IL CASO DEGLI ISTITUTI DI CULTURA ALL’ESTERO

Un altro centro di spesa fuori controllo è quello degli Istituti di cultura italiani all’estero e delle istituzioni scolastiche, ben 383 centri, spesso utilizzati come parcheggi d’oro a vantaggio di persone nominate per via politica. Raro vedere in Italia un insegnante liceale che guadagna 54mila euro l’anno. Ma se è mandato all’estero, grazie al cumulo dei due stipendi, è possibile. E questo riguarda 430 unità di personale di ruolo, 74 dirigenti scolastici e 153 dipendenti APC (area promozione culturale). In tutto 657 persone per un parco di alunni pari a 31mila ragazzi ed un numero imprecisato di utenti presso gli 89 istituti italiani di cultura. Una situazione insostenibile.

Il senatore Micheloni ha preparato emendamenti alle prossime iniziative economiche del nuovo governo per rimodulare la spesa di tutto il comparto. Il primo propone proprio di richiamare gli insegnanti di ruolo che abbiamo mandato nel mondo perché siano reinseriti a costo zero nella scuola italiana ottenendo un risparmio dalle spese per indennizzo pari 18,5 milioni di euro. “Soldi che possono essere riallocati, tra gli altri, agli enti gestori dei corsi di italiano che usano personale in loco”. Il secondo prevede la riduzione del 15 per cento dell’ISE (Indennità di Servizio all’Estero) dei diplomatici e amministrativi di ruolo inviati all’estero, con un risparmio di 54 milioni di euro da destinare alla cooperazione, allo sviluppo e riduzione del debito. “Certo vorremmo anche sapere chi sono tutti questi funzionari, segretari, tecnici, contabili e insegnanti. E sapere secondo quali criteri di selezione sono arrivati a quelle posizioni”, lamenta il senatore.

IL RUOLO DELLA POLITICA

Si sa, invece, come arrivino al vertice i direttori degli Istituti italiani di cultura, veri e propri plenipotenziari con stipendi dai variabili da 14-15mila euro netti al mese a seconda della sede di destinazione. Perché accanto a funzionari di carriera che arrivano per meriti sul campo, la politica ci mette lo zampino. La Legge 401 del 1990 (art. 14 comma 6) permette al potente di turno di collocare ben dieci “personalità di chiara fama” nelle dieci più prestigiose capitali del pianeta. E qui abbondano le parentopoli e le amicizie, gli scambi di favore e i collocamenti in quota ai partiti.

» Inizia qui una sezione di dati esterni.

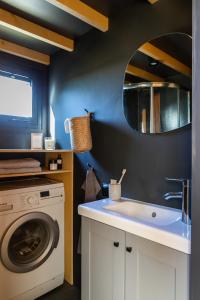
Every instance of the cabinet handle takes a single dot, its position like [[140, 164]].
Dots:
[[129, 249]]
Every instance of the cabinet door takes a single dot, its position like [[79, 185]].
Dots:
[[155, 272], [103, 261]]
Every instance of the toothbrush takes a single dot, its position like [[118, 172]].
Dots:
[[123, 173]]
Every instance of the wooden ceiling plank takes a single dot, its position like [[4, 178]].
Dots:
[[24, 52], [83, 12], [33, 30], [132, 70], [166, 59]]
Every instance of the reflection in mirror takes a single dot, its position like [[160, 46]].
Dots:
[[157, 87]]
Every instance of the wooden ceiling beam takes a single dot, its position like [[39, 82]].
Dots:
[[166, 59], [83, 12], [33, 30], [152, 1], [132, 70], [24, 52]]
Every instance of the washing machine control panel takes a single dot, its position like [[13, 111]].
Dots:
[[31, 200], [34, 198]]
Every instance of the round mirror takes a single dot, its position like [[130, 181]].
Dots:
[[158, 83]]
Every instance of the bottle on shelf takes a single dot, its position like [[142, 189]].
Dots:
[[59, 162]]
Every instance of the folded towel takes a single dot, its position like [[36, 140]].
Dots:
[[20, 170], [19, 163]]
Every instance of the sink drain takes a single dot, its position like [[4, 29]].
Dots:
[[153, 214]]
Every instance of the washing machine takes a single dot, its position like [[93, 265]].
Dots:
[[31, 238]]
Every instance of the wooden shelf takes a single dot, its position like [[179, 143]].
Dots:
[[34, 151], [43, 172]]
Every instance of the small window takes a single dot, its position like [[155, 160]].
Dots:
[[16, 96]]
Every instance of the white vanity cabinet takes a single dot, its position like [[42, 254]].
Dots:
[[121, 266], [103, 261]]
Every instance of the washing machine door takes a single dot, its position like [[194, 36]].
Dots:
[[29, 241]]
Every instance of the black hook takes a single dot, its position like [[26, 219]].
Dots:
[[91, 114]]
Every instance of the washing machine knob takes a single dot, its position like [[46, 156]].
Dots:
[[31, 200]]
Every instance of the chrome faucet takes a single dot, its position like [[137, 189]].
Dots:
[[184, 196]]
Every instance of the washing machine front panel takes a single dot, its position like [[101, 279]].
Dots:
[[29, 241]]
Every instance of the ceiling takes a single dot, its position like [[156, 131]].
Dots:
[[49, 16]]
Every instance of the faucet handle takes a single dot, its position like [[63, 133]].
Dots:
[[181, 180]]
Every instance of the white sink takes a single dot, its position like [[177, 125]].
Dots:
[[154, 222], [143, 212]]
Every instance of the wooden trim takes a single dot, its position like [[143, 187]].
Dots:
[[152, 1], [33, 30], [165, 59], [83, 12], [35, 151], [24, 52], [132, 70], [67, 179]]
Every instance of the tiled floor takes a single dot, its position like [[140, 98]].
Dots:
[[64, 292]]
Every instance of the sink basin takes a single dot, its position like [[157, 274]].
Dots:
[[145, 213], [154, 222]]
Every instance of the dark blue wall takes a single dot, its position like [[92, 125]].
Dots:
[[92, 78]]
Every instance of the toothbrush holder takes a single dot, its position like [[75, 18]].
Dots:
[[114, 191]]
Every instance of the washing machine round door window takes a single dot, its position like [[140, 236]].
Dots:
[[28, 242]]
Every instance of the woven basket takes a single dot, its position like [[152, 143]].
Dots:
[[80, 133]]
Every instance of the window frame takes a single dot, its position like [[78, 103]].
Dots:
[[38, 75]]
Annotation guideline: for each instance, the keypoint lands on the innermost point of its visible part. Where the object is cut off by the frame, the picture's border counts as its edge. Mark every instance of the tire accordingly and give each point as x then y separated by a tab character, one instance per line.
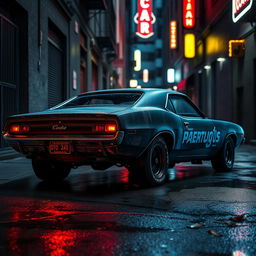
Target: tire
224	160
151	169
50	171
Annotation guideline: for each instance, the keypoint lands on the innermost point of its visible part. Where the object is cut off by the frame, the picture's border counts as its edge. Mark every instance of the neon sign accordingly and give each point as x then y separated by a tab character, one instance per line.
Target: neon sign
188	13
173	34
144	19
189	45
239	8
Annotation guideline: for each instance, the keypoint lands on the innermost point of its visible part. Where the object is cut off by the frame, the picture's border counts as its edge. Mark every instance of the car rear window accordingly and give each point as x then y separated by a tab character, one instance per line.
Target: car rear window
104	99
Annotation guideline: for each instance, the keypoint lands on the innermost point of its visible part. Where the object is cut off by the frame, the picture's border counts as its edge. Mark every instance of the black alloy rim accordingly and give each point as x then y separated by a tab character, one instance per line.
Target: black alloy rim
157	162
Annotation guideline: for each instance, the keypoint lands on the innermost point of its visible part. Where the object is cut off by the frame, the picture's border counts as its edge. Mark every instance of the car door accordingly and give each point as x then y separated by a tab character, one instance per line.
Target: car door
199	135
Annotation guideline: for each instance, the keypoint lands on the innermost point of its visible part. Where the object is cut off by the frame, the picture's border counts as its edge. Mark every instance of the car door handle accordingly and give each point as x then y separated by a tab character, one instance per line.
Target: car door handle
186	124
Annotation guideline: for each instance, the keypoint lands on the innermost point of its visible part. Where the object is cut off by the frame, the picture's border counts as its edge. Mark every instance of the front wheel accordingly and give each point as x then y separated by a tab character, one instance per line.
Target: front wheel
152	166
224	160
50	171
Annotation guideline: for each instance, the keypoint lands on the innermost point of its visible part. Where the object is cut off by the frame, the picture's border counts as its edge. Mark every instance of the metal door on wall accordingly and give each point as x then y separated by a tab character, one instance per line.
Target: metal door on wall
55	68
8	71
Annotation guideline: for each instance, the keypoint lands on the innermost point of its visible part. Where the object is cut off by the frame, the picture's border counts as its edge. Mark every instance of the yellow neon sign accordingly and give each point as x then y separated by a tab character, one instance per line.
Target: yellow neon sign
189	45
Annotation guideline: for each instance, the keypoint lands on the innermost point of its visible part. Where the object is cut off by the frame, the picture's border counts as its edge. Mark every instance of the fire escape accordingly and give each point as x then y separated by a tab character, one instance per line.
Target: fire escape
102	21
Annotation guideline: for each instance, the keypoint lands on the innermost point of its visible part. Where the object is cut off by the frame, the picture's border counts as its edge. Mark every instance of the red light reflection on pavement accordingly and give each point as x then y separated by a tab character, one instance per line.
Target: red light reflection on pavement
41	227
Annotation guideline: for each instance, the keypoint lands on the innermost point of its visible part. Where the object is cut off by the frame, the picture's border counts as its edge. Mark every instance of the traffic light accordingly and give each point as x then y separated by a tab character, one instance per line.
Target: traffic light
236	48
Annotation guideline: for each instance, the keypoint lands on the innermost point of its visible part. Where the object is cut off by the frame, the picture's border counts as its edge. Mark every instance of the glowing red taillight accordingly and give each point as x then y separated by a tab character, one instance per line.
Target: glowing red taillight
15	129
106	128
110	128
18	129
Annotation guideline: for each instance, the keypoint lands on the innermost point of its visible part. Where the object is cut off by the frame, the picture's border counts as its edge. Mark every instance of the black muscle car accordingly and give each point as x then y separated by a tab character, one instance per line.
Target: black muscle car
146	130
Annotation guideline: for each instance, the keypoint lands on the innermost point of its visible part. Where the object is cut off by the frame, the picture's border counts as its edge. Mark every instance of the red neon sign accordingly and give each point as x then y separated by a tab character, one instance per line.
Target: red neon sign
240	8
145	19
173	34
188	13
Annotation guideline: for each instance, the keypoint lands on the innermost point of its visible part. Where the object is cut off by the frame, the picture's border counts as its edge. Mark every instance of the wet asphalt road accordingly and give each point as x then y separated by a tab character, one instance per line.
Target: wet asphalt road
103	213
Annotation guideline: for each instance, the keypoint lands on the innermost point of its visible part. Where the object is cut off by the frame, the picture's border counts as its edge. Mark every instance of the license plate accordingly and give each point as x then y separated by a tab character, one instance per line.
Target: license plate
60	147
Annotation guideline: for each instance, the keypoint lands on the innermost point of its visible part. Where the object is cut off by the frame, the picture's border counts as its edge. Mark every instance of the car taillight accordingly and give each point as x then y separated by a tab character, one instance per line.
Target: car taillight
19	129
106	128
110	128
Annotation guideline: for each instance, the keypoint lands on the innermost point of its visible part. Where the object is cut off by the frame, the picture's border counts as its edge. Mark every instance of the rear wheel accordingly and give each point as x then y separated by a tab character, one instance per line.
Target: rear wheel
152	166
224	160
50	171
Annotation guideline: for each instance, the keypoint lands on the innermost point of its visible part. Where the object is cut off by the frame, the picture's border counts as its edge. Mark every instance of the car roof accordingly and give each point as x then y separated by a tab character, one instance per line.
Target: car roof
144	90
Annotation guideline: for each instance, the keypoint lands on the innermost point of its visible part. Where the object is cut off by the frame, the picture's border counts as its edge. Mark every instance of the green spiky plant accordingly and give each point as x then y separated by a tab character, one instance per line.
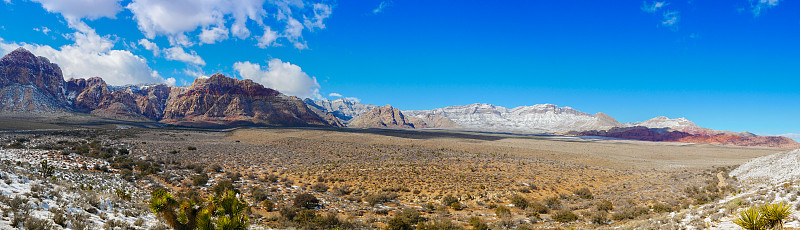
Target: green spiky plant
775	214
750	219
226	211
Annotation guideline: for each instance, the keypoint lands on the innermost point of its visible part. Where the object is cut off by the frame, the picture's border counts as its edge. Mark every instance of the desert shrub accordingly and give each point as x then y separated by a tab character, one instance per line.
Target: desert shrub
775	214
583	193
319	187
519	201
604	205
269	205
259	194
552	203
306	201
216	168
477	223
502	212
200	179
288	212
342	191
598	217
404	220
222	186
380	198
750	219
538	207
564	216
439	224
33	223
661	207
630	213
449	200
59	217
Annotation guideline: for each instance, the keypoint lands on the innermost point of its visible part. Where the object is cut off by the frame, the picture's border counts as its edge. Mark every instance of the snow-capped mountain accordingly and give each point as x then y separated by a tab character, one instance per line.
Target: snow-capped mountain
342	108
531	119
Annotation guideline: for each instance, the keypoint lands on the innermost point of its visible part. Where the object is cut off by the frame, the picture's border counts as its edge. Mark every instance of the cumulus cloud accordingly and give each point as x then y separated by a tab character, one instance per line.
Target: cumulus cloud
177	18
321	12
213	35
653	7
43	29
268	39
670	19
92	55
282	76
762	5
76	9
148	45
178	54
382	6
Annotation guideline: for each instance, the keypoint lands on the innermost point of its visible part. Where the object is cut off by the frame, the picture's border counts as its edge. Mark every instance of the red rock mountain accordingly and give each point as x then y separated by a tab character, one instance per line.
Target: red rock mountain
385	117
695	136
220	100
33	85
30	84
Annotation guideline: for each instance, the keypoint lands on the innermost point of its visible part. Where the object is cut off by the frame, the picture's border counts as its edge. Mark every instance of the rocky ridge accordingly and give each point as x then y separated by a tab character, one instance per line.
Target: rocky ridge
33	85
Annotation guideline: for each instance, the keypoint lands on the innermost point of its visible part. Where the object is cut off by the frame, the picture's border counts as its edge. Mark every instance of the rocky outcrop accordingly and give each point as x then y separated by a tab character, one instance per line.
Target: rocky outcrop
709	137
223	101
385	117
131	102
526	119
30	84
342	108
435	121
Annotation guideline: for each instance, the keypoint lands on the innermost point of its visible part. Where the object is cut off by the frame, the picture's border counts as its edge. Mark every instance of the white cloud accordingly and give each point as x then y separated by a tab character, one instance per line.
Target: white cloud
794	136
353	99
178	54
268	39
653	7
77	9
148	45
282	76
213	35
92	55
177	18
382	6
321	12
762	5
43	29
671	19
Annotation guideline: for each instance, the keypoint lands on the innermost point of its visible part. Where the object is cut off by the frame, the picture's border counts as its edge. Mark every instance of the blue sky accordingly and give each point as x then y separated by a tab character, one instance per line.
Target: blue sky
729	65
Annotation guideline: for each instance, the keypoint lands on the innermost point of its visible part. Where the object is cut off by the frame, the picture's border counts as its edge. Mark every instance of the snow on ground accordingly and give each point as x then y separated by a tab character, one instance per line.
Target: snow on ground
773	169
71	198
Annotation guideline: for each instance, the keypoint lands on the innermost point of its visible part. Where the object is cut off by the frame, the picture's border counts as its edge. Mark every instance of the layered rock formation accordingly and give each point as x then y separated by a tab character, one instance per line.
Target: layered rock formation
221	100
385	117
30	84
342	108
530	119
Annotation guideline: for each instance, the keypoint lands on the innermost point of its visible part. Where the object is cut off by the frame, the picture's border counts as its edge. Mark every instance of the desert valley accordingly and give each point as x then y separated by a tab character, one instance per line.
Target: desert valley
226	153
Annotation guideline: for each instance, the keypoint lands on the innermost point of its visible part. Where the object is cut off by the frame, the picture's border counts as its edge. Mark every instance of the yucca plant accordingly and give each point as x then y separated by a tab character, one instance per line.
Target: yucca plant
750	219
775	214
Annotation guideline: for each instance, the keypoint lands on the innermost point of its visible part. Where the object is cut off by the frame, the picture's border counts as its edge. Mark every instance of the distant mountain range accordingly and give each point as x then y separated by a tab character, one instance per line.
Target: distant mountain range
32	86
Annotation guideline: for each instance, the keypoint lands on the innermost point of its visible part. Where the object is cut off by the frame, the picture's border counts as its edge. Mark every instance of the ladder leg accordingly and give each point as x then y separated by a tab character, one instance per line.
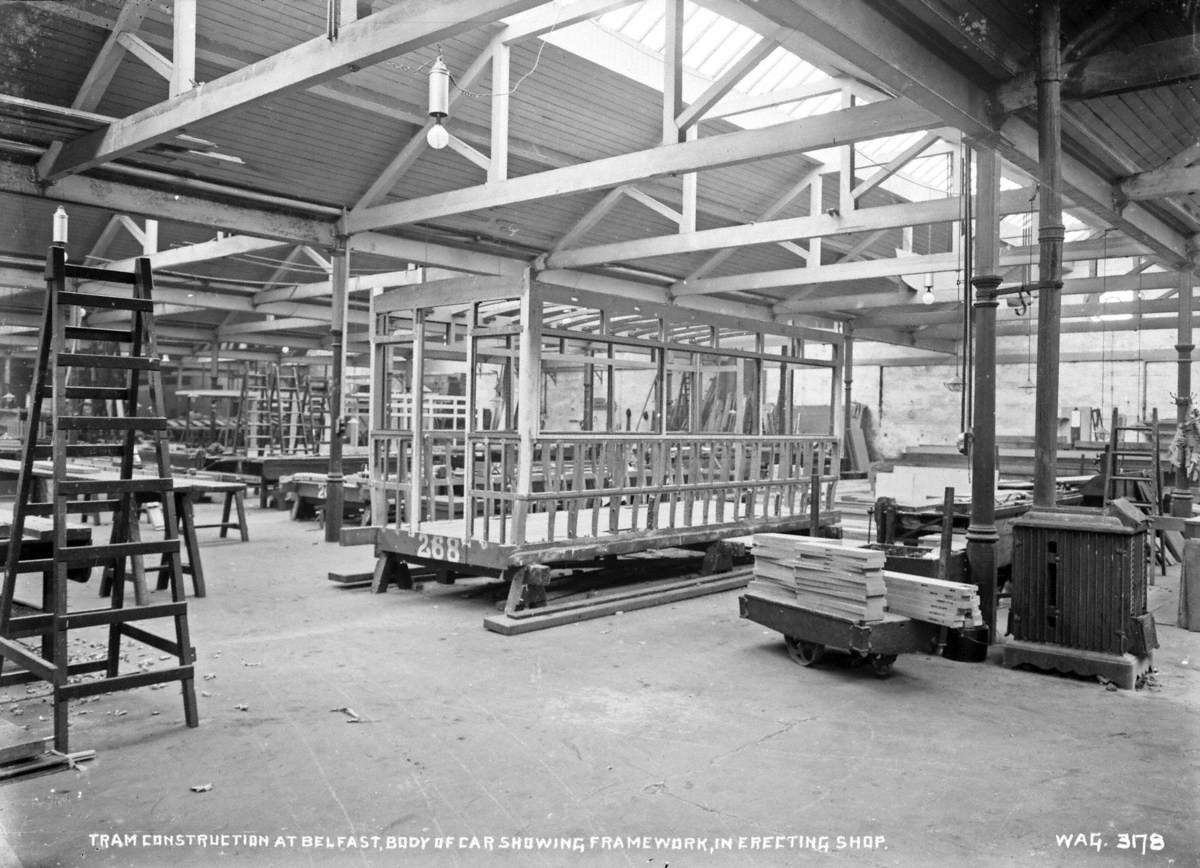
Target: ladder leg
60	659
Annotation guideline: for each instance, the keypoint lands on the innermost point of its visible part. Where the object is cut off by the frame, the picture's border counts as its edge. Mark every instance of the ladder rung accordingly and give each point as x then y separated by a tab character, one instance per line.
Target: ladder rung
114	486
132	363
112	423
82	450
75	507
96	555
108	393
84	333
36	566
102	274
118	303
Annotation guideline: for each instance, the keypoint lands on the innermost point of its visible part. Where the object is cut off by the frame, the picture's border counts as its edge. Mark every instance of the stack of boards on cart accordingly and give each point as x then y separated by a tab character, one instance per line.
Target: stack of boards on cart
821	575
846	582
935	602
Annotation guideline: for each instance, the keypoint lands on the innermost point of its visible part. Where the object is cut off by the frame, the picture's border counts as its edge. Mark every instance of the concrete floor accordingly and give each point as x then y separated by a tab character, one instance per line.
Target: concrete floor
681	722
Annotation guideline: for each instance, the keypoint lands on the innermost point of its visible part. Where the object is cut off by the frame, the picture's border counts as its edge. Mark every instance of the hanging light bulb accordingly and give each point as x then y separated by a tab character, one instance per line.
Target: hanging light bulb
60	226
439	105
437	137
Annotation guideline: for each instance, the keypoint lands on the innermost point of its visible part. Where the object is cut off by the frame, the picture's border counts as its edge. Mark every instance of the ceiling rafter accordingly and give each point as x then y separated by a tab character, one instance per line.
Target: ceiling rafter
850	125
389	33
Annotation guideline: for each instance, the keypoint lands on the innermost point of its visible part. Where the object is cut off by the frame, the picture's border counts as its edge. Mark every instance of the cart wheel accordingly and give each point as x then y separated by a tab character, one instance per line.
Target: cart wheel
881	664
804	653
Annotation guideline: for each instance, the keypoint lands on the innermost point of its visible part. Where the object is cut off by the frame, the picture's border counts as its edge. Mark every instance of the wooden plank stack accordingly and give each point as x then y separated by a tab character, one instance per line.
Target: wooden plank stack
821	575
933	600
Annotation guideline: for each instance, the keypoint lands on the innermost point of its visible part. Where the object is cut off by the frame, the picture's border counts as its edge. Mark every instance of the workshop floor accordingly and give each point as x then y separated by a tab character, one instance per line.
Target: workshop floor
682	723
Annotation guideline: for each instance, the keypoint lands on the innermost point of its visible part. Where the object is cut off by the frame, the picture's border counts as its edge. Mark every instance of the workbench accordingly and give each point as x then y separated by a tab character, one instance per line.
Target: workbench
267	471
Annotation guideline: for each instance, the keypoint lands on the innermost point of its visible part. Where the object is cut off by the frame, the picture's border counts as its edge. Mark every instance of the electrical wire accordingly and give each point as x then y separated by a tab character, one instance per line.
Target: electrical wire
515	88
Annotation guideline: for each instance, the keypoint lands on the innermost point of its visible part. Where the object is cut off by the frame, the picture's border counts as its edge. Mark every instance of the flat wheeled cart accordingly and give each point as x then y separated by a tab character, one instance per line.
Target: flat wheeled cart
809	634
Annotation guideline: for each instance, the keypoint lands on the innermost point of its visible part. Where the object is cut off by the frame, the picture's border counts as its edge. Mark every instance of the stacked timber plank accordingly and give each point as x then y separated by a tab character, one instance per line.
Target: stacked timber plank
821	575
933	600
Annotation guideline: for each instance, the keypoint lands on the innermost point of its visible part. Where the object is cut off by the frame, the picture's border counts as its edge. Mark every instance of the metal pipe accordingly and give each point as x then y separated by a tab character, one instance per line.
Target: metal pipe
982	534
1181	498
1050	237
335	495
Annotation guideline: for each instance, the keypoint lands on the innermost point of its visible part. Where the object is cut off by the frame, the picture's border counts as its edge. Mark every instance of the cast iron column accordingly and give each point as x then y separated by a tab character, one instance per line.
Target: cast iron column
1181	498
334	494
982	536
847	385
1050	235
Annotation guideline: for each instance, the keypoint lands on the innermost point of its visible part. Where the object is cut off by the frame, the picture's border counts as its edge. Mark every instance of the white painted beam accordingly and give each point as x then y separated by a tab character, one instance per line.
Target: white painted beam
742	103
204	251
141	49
594	215
729	79
1163	181
502	79
867	269
672	71
556	16
183	72
265	325
361	282
898	162
769	213
465	150
820	225
883	52
102	69
429	253
653	204
179	204
396	30
853	125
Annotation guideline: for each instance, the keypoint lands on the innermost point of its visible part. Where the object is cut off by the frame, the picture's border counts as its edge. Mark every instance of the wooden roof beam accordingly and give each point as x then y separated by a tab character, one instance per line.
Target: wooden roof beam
851	125
742	103
363	282
815	226
768	213
204	251
865	269
594	215
102	69
898	162
1163	181
396	30
1153	65
700	107
904	298
187	208
144	52
883	53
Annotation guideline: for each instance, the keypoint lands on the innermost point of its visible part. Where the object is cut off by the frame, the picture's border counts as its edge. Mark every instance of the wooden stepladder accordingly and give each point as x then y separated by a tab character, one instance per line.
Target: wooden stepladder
130	359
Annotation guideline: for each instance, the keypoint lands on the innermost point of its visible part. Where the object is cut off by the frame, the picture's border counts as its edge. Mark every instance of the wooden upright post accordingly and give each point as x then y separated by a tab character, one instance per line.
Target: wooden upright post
982	534
847	381
1050	235
417	389
528	402
183	64
335	495
1181	497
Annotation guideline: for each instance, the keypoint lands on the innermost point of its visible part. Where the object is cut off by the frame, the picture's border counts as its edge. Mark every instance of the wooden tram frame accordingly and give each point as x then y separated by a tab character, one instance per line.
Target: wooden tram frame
592	495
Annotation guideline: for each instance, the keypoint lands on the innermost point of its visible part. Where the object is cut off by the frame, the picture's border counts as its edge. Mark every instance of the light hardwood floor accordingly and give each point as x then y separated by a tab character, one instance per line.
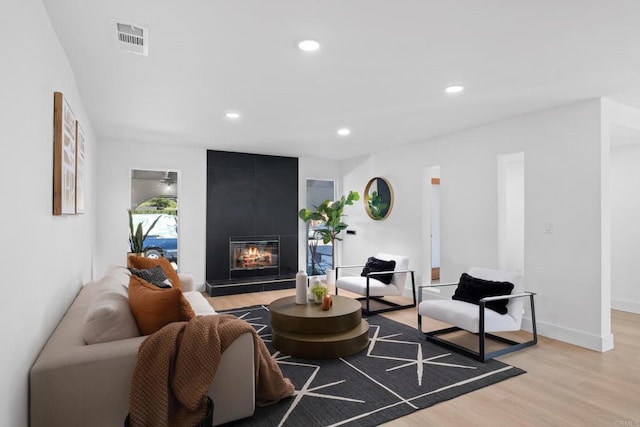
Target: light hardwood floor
565	385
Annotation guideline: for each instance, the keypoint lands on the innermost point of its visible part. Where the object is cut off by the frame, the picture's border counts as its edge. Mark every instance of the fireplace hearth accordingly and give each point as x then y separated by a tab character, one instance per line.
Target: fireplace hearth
252	227
253	256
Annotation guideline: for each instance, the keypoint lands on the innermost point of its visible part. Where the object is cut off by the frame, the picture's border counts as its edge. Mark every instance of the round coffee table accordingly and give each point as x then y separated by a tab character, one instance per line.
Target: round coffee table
304	330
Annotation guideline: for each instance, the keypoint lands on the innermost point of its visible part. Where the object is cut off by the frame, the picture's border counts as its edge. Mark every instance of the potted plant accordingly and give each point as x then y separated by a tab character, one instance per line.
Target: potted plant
319	291
331	214
136	235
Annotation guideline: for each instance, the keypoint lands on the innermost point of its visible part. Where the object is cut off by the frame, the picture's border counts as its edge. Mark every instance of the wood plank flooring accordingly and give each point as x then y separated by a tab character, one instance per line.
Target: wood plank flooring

Poi ci sono i “lettori” universitari, cioé i docenti di ruolo del Miur che vengono assegnati per un quinquennio nei dipartimenti di italianistica (ove questi esistano) di alcune università straniere. Sono 257 professori e godono di privilegi diplomatici e stipendi spesso superiori a quello di un docente universitario con cattedra di italianistica. Restano in carica 5 anni rinnovabili a scadenza.

Porre fine a questa situazione non è facile, perché occorre una riforma complessiva del sistema che si attende da circa dieci anni. Intanto però vengono fatti tagli dove si può. Spesso a carico di voci importanti come l’aiuto allo sviluppo. Ogni Paese contribuisce con una quota di spesa e l’Italia nell’ultimo anno è stata l’unica nazione a scendere passando dallo 0,20 per cento sul reddito nazionale lordo allo 0,15. Tutti gli altri salgono: la Gran Bretagna passa da 0,52 allo 0,56, la Spagna dallo 0,32 allo 0,43, gli Usa dallo 0,18 allo 0,21. Insomma, senza intaccare il costoso sistema dei privilegi si contrae la spesa che ci proietta in Europa e nel mondo tagliando sedi e disinvestendo sulla cooperazione.